WannaCry: What’s Next – expert predictions
May 2017 by Expert
Last Friday, the massive WannaCry ransomware attack struck organizations in at least 100 countries. The attack exploited code from the NSA and ransomware paired with a worm to hold more than 200,000 machines at ransom, demanding payment from its victims in exchange for their files.
Cyber security company eSentire has compiled a list of its post-WannaCry predictions:
• Patch hygiene will improve - We’re hopeful that organizations will significantly alter their continuous patch hygiene. Microsoft has even released new emergency patches for Windows XP and 2003, which speaks to the seriousness of the event and the risk of deploying out-of-date operating systems in production environments.
• More Shadow Brokers disclosures - We haven’t heard the last of the Shadow Brokers. The hacking group claims to have more tools and information stolen from the U.S. Intelligence community. As they expose new “cyber weapons” adopted by opportunistic threat actors, suddenly everyone is at risk.
• More variants of WannaCry - TheWannaCry story will inspire a new set of attacks. They won’t all necessarily be ransomware, but it remains to be the most hyper-productive model for cybercriminals in terms of monetizing attacks.
• Worms exploiting broad vulnerability + hostile payload: IoT - Knowing how quickly worm-based attacks can do massive damage, there is potential for physical damage to infrastructure as we move to IoT. This becomes something that we need to decide on about how we’re going to manage risk. The lack of focus or preparedness for IoT cybersecurity puts everyone at increased risk.

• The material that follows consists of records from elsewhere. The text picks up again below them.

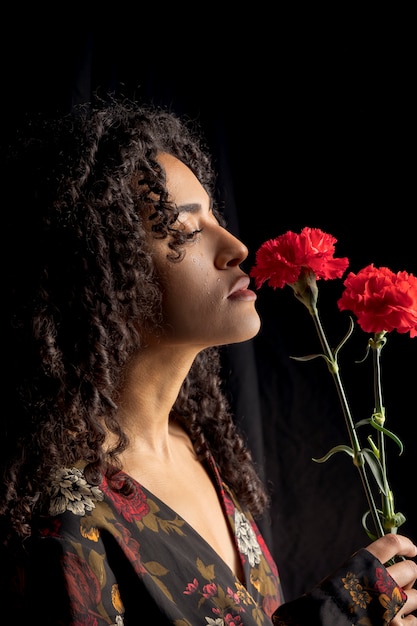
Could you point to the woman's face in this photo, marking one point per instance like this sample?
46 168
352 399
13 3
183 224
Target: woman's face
206 299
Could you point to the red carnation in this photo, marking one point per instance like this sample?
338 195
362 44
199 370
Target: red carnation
280 261
381 300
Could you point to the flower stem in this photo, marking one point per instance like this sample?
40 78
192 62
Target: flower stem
350 425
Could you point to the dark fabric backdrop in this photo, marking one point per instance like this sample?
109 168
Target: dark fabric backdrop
311 122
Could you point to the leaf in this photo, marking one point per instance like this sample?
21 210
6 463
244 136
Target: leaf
388 433
375 467
364 524
309 357
341 448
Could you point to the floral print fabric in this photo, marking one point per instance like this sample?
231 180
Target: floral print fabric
101 558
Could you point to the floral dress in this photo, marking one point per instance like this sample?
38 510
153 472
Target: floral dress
102 558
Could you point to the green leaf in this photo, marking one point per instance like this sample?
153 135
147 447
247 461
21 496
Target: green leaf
309 357
388 433
364 422
375 467
341 448
365 525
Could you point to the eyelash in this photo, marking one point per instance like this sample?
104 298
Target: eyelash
193 233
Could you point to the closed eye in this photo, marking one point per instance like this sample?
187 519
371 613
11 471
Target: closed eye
194 233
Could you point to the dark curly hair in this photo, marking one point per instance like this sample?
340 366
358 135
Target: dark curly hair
82 289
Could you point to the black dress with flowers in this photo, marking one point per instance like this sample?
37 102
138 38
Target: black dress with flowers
101 558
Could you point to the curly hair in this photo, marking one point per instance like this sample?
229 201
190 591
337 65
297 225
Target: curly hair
80 272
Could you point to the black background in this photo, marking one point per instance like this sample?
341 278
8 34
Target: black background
310 117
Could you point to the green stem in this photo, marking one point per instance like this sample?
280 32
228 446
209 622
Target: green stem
379 416
358 460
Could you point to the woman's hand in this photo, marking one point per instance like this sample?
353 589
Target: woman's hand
404 572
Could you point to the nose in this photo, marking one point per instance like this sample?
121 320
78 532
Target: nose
231 252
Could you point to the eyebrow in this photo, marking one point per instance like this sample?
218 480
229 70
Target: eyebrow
193 207
189 208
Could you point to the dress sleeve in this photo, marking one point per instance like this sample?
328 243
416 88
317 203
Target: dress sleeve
360 592
58 587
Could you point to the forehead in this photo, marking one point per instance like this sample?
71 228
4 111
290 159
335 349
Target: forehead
182 185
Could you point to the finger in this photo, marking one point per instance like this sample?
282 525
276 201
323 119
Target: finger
404 573
391 545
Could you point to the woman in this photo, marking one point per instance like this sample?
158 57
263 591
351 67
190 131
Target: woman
128 495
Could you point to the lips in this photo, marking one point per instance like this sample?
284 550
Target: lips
240 285
240 289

• Fragility of the infrastructure and limited human involvement - With infrastructure that is globally connected and the challenge of patch management, fast-spreading threats can cause massive damage. Especially to embedded systems where there is not ongoing support for vulnerabilities. Plus, future attacks will involve less and less human intervention.
Mark McArdle, CTO at the company says, “Collaboration is essential. There’s an attack vs. defense asymmetry in that it’s really easy to for attackers to attack, and really difficult for organizations to respond. Organizations will be on their own, unless they start to build out their trust circles and collaborate on how to defend against threats. Additionally, we have to be mindful about attributing attacks to specific geographies or state-entities. In this case, officials have stated that Russia was considered to be the most attacked. But if we think that a political opponent will retaliate, that could mean cyberwarfare against everybody.”